Ancrage référentiel : Peu marqué, la fiction prenant beaucoup de place et la «fausseté» aussi, ce qui fait que l’on ne sait pas trop ce que l’on doit croire.
Indices de fiction : Tous les indices de fiction propre au roman.
Rapports vie/œuvre : Il semble y avoir une scission importante entre la vie et l’œuvre, l’une ne reflétant pas l’autre, bien au contraire. Il s’agit même, ici, puisqu’il est question de plagiat, de la faciliter d’imiter l’œuvre d’un autre et donc, de la non coïncidence entre la vie et l’œuvre, la rédaction d’une œuvre n’étant qu’une question de technique.
Thématisation de l’écriture et de la lecture : Peu thématisé.
Thématisation de la biographie : Pas thématisé.
Topoï : Le vrai, le faux, le réel, l’imitation, le plagiat, etc. Les topos prennent le dessus sur l’intérêt et la vraisemblance de l’histoire.

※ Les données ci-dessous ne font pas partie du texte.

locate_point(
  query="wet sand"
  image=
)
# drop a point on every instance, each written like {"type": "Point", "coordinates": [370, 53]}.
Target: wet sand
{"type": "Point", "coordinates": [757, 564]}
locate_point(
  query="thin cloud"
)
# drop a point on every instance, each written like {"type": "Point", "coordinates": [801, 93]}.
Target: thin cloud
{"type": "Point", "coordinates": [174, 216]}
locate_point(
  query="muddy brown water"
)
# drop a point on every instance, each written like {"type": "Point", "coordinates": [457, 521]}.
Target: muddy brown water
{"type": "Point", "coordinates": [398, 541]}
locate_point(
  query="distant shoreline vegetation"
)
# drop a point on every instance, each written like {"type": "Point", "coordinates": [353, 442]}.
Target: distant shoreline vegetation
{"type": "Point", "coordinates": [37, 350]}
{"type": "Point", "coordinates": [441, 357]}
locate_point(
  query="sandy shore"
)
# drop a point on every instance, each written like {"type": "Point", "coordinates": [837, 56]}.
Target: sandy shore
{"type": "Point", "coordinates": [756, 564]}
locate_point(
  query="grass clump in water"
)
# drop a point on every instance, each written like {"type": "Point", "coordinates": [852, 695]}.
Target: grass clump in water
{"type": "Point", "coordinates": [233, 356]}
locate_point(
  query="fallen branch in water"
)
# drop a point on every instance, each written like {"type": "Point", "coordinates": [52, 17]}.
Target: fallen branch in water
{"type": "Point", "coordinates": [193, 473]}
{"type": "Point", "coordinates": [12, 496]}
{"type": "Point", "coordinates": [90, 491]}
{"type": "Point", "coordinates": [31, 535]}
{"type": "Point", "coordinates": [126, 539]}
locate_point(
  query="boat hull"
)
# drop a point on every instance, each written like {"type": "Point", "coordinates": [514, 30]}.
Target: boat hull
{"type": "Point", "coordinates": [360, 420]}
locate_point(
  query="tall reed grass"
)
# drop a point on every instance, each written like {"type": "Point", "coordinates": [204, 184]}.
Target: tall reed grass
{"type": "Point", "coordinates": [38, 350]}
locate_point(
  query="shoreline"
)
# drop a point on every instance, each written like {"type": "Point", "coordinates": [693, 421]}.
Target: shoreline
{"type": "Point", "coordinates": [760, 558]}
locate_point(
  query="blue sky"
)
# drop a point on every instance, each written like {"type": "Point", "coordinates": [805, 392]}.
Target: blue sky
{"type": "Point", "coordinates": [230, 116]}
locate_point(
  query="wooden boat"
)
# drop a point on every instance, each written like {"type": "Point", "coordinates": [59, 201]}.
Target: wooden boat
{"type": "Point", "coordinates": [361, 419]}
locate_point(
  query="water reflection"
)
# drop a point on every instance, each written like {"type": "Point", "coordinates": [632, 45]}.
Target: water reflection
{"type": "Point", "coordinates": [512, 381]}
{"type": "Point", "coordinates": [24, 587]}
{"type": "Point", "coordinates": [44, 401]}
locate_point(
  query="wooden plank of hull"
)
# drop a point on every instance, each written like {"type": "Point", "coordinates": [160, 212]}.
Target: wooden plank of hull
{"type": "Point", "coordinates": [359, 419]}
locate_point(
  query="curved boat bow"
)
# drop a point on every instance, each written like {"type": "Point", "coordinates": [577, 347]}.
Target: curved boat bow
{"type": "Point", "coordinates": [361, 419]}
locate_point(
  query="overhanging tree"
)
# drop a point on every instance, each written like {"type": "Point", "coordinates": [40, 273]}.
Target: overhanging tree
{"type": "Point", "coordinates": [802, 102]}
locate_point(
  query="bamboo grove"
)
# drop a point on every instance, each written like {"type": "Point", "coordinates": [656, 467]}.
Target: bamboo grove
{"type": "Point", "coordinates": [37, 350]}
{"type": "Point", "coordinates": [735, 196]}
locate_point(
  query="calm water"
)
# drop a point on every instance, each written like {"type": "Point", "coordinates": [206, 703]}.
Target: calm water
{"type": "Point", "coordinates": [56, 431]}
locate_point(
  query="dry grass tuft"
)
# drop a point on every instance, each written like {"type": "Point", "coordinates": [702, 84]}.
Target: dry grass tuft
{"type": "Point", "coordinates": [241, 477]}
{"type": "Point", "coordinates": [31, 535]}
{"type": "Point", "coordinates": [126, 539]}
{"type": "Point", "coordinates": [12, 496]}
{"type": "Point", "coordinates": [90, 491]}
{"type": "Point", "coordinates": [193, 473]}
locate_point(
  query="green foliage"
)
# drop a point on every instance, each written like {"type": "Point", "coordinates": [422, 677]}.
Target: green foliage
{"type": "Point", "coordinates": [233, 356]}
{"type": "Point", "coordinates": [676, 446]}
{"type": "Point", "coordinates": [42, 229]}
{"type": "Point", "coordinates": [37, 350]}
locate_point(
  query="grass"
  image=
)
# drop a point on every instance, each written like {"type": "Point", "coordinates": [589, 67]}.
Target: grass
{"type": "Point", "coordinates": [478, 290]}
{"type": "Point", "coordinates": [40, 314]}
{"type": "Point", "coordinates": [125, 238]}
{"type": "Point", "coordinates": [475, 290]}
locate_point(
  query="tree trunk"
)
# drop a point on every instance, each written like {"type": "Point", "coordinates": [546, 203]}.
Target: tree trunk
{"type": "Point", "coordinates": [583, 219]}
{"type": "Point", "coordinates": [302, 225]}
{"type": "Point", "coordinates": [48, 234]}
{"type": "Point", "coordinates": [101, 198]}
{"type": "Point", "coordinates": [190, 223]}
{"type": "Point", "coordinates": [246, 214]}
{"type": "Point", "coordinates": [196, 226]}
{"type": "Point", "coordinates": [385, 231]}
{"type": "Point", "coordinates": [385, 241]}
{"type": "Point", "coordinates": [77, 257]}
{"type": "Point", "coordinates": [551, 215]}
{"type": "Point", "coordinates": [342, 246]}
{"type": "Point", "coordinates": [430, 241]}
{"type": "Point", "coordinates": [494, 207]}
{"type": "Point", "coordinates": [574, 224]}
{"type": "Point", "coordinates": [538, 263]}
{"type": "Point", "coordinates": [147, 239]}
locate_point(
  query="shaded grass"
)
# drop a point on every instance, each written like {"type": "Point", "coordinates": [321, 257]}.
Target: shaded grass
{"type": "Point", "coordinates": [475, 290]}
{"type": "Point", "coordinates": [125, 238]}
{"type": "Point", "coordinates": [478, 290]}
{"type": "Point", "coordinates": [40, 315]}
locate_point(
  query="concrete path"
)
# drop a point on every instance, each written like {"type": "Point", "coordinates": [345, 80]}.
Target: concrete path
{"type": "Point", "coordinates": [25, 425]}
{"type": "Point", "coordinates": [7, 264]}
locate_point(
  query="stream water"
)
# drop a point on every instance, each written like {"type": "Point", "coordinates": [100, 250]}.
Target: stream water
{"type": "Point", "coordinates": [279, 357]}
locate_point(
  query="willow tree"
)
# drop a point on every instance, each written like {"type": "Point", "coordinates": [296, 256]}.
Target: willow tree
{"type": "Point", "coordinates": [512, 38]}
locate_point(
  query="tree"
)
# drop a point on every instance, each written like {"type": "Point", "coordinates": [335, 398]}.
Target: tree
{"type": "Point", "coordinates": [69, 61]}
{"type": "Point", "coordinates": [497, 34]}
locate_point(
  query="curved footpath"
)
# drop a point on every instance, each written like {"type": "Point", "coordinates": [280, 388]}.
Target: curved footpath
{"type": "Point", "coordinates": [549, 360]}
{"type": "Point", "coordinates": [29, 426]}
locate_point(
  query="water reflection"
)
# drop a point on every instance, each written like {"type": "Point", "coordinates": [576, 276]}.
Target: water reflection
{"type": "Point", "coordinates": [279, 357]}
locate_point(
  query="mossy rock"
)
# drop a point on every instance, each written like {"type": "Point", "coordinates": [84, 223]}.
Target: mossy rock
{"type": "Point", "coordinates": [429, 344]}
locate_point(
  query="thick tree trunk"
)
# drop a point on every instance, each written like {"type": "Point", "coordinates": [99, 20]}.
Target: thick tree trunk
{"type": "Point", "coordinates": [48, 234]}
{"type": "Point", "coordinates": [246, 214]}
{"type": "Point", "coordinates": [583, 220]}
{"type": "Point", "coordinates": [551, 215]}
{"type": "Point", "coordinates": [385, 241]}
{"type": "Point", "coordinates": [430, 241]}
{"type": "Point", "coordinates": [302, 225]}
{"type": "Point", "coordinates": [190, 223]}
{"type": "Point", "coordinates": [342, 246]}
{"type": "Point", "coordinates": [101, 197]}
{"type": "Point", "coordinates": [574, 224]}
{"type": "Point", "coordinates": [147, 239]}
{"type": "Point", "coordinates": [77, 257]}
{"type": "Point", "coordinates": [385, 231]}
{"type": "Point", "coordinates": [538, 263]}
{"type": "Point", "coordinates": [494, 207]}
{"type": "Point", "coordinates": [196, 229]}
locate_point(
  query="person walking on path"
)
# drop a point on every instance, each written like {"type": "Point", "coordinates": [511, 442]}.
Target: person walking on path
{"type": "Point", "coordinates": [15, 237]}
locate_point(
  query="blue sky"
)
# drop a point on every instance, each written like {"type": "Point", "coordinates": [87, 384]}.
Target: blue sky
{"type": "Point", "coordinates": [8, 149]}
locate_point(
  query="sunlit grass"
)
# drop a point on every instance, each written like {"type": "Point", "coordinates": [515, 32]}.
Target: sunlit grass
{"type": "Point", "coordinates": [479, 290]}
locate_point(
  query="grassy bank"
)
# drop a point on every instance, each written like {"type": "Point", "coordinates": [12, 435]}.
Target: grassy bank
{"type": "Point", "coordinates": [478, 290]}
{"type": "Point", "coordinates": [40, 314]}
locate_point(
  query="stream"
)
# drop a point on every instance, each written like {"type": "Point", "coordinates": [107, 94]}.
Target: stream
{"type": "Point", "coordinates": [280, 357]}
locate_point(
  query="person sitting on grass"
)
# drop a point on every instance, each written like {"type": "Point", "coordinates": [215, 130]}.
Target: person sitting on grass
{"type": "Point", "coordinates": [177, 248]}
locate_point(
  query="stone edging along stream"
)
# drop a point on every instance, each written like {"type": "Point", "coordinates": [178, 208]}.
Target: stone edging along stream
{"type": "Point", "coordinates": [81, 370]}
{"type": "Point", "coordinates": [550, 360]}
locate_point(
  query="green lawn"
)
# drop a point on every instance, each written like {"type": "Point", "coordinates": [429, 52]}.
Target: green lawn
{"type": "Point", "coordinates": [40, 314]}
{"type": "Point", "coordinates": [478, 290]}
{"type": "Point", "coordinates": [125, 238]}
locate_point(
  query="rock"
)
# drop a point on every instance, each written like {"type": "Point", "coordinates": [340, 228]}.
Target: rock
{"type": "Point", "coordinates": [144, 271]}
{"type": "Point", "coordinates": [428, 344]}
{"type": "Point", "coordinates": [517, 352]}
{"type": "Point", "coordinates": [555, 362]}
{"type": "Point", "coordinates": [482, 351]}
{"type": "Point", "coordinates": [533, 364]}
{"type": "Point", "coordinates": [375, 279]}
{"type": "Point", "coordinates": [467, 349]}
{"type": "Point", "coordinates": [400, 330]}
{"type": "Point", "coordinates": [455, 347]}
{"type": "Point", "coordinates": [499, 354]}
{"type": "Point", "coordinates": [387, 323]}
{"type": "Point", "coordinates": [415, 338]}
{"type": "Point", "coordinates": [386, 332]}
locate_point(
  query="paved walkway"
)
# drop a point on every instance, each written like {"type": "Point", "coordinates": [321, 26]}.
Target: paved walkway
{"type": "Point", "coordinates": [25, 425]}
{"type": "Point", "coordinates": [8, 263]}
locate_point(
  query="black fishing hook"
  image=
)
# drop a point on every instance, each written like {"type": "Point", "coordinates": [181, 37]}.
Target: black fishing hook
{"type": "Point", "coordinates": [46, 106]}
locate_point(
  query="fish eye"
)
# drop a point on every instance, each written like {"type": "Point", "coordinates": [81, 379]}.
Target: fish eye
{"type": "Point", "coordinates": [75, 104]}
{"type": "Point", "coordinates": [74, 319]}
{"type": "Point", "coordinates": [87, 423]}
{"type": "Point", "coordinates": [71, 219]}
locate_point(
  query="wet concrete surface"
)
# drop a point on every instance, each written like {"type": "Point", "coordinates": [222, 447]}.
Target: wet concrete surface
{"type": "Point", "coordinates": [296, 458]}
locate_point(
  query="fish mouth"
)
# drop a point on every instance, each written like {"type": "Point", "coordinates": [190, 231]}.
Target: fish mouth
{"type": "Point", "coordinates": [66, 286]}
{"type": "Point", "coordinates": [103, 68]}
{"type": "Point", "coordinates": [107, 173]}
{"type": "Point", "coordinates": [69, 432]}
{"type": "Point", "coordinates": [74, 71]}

Hybridation : Ne s’applique pas.
Différenciation : Ne s’applique pas.
Transposition : Il s’agit d’un cas évident de transposition du vécu et de la figure du biogrpahé comme symboles, c’est-à-dire que ce qui est au cœur de ce roman est l’idée de plagiat, la question du «faussaire» que symbolise Chatterton. L’auteur utilise les éléments de la vie de Chatterton qui sont pertinents pour sa réflexion. À un moindre niveau, on peut parler, dans le cas de Meredith, d’un cas de transposition du vécu comme structure romanesque (sans, ce me semble, de grande déviations par rapport à la vérité, si ce ne sont les déviations nécessaires à la forme romanesque). On peut parler aussi de transposition du vécu comme invention par le récit fictif de la veille de la mort de Chatterton.
Autres remarques :
LA LECTURE
Pacte de lecture : Ouvertement fictif.
Attitude de lecture : La partie «fiction» occupe beaucoup de place et est très peu intéressante. Par contre, les récits qui mettent en scène des personnages historiques sont pertinents pour le projet.